Prizewinner of several international competitions, he was awarded the Tabor Foundation Piano Award at the Verbier Festival, Switzerland in 2013. Ingmar Lazar is a Steinway Artist.

He has been invited to give concerts all over Europe, in Asia and in the United States in prestigious halls such as the Great Hall of the Tchaikovsky Conservatory and the International Performing Arts Centre in Moscow, Charles Bronfman Auditorium in Tel Aviv, Concertgebouw in Amsterdam, Salle Cortot in Paris, Herkulessaal in Munich, International Mozarteum Foundation in Salzburg, Verdi Hall of the Milan Conservatory, Rudolfinum in Prague, Romanian Athenaeum, Slovenian Philharmonic Hall of Ljubljana, as well as in many festivals (Festspiele Mecklenburg-Vorpommern, European Weeks Festival in Passau, Festival de La Roque-d'Anthéron, International Colmar Festival, Festival Radio France Occitanie Montpellier, Festival Chopin in Paris, Festival Les Piano Folies in Le Touquet, Festival 1001 Notes in the Limousin, Summer Music Festival of the Château de Lourmarin, Estate Regina Music Festival in Montecatini Terme, International Music Festival of Póvoa de Varzim, Sant Pere de Rodes Music Festival, Gotthard Klassik-Festival Andermatt).

He has been performing with conductors Julien Chauvin, Mykola Diadiura, Anna Duczmal-Mróz, Constantin Adrian Grigore, Mathieu Herzog, Jean-Jacques Kantorow, Nicolas Krauze, Vladimir Spivakov, Peter Vizard, and with orchestras such as the National Philharmonic of Russia, the Moscow Virtuosi, the Orchestre Pasdeloup, the Orchestre Lamoureux, Le Concert de la Loge, the Toruń Symphony Orchestra, the Romanian Radio Chamber Orchestra, the Academic Symphony Orchestra of the Lviv Philharmonic.

As a chamber musician, he shares the stage with Pierre Amoyal, Giuseppe Gibboni, Philippe Jaroussky, Stanislas Kim, Danielle Laval, Jean-Claude Pennetier, François Salque, Christoph Seybold, as well as the Quatuor Hermès and the Vision String Quartet.

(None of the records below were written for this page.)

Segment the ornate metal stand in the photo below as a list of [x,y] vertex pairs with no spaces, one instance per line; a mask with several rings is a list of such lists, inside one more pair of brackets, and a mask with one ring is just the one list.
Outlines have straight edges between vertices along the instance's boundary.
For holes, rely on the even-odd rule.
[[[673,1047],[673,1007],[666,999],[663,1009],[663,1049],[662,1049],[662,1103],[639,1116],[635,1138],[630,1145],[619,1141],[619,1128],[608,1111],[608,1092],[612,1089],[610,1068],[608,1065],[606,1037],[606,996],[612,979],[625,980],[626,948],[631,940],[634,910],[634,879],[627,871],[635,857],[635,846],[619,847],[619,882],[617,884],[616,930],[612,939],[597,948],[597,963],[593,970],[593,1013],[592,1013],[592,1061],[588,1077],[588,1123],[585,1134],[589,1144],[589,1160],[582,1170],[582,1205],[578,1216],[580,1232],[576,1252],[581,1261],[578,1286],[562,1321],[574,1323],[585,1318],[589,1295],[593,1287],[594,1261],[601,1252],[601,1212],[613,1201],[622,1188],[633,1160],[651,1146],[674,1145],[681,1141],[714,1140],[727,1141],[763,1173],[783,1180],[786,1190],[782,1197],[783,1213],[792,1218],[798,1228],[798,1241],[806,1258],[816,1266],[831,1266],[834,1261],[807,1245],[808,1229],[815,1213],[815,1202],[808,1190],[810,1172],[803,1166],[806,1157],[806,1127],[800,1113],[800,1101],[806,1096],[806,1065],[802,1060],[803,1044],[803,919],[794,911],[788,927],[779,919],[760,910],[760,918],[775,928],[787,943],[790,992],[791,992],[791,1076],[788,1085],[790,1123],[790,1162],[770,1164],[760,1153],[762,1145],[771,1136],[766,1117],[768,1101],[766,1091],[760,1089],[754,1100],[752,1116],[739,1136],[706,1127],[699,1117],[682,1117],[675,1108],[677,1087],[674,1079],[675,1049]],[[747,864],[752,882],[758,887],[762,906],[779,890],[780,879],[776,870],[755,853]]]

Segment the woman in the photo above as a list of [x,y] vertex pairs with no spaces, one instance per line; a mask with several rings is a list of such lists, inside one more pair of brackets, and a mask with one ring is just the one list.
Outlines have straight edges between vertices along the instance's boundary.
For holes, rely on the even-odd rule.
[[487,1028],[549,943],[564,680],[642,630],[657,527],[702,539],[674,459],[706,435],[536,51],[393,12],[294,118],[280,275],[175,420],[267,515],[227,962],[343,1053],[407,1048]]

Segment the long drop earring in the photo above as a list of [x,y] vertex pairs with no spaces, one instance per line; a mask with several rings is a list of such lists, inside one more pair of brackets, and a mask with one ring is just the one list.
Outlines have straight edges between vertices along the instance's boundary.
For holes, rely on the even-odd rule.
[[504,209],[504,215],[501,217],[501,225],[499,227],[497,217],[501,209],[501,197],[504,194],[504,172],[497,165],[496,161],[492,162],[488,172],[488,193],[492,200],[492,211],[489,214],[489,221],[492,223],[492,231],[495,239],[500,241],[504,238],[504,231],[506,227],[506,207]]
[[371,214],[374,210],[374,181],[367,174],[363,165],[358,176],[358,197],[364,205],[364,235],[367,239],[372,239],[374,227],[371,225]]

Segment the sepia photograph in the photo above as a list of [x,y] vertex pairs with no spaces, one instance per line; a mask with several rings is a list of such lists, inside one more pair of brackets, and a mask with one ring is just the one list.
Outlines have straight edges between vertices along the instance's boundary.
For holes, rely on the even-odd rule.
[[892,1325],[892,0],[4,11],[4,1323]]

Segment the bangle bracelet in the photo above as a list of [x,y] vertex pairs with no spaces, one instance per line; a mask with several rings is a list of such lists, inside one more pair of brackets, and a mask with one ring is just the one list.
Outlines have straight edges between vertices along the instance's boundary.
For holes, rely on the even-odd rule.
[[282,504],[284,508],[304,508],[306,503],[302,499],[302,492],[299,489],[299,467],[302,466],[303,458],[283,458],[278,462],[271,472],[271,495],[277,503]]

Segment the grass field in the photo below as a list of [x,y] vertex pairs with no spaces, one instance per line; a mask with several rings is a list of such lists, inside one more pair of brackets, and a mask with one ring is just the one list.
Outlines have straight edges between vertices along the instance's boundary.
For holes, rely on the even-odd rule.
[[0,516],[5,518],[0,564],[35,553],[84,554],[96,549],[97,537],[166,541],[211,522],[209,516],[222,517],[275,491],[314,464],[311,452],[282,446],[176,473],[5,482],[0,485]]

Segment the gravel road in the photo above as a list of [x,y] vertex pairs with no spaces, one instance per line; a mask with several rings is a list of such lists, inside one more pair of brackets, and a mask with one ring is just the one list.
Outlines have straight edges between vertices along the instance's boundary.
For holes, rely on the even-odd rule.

His discography includes a Schubert recital (Wanderer Fantasie and Sonata D.959) released in 2017 on the Lyrinx label, which was awarded with "France Musique's Choice". A Beethoven recital (Bagatelles op. 33, Sonatas op. 81a "Les Adieux" and op. 111) recorded live at the National Theatre in Marseille "La Criée" was released in 2019 on the same label. His CD dedicated to works of César Franck was released in 2023 on Hänssler Classic. Ingmar Lazar recorded also several CDs for the Suoni e Colori label including works by Jean-Philippe Rameau and, in duo with Alexandre Brussilovsky, works by Jean Françaix, Mieczyslaw Weinberg, and Efrem Podgaits. As a defender of contemporary music, he recorded several works of Pascal Arnault for Triton/Hortus.

A former student of Valery Sigalevitch in Paris and of Alexis Golovin in Geneva, he continued his studies with Vladimir Krainev, Zvi Meniker and Bernd Goetzke at the Hochschule für Musik, Theater und Medien Hannover. Thereafter he attended the International Piano Academy Lake Como and the Conservatory of the Italian Switzerland (Lugano) as a Theo Lieven scholar, where he was studying with Dmitri Bashkirov, Malcolm Bilson, Fou Ts'ong, and Stanislav Ioudenitch. He received his Master's and Postgraduate degree from the Universität Mozarteum Salzburg in the class of Pavel Gililov. He pursued a Postgraduate course with Eliso Virsaladze at the Fiesole School of Music. He is a scholarship holder of the International Academy of Music in Liechtenstein, and was also a member of the Philippe Jaroussky Music Academy.

Since 2016, Ingmar Lazar has been the founder and artistic director of the Festival du Bruit qui Pense, which is located in Louveciennes in the Yvelines, in north-central France. He has been appointed in 2024 president of the Association of the Friends of the Château de Commarin in Burgundy, where he serves as artistic director of the location's cultural season.